Figure 1. Histological validation of implants and typical prefrontal fPSPs.

Figure 1

(A) Positioning of electrodes and cannulae from a coronal point of view. For mPFC and MD, coronal plates represent the anteroposterior variation of the electrode tip positioning (red dots), preferentially at the PrL of mPFC (layer-inespecific) and the anterior half of MD (subdivision-inespecific), both in the left hemisphere. For LV, the coronal plates show the variation of the cannula positioning (red bars) just above the right lateral ventricle, where the experimental drugs were injected.
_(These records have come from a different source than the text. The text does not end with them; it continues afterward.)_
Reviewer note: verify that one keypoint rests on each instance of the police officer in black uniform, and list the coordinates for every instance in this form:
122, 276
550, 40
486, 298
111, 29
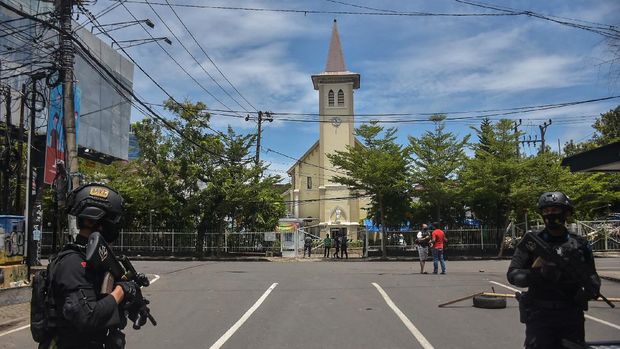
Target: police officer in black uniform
86, 318
552, 308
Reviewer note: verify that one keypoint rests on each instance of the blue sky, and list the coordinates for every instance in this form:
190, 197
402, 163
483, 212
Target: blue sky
407, 64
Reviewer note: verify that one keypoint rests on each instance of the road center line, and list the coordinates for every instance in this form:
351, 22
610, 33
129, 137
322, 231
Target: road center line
243, 319
601, 321
410, 326
27, 326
In the representative Nissl-stained coronal sections, the arrows point to typical electrolytic lesions (applied after the end of the experiments) and cannula tract. (B) Once the recording electrode was positioned at the mPFC, a typical dorsoventral profile of fPSPs was consistently evoked across subjects, while the stimulation electrode was lowered towards the MD (see details in the text). (C) Diversity of MD-evoked fPSPs recorded in the mPFC. The first fPSP shows a clear differentiation between two distinct negative peaks, which we termed N1 (amplitude 108.20±9.32 µV; latency 6.85±0.15 ms) and N2 (amplitude 270.00±17.10 µV; latency 13.43±0.17 ms). Such an aspect of fPSP was obtained in approximately half the subjects. In some cases, like the second fPSP, the N1 peak was subtle. Finally, in some other cases, like the third fPSP, the N1 peak was indistinguishable.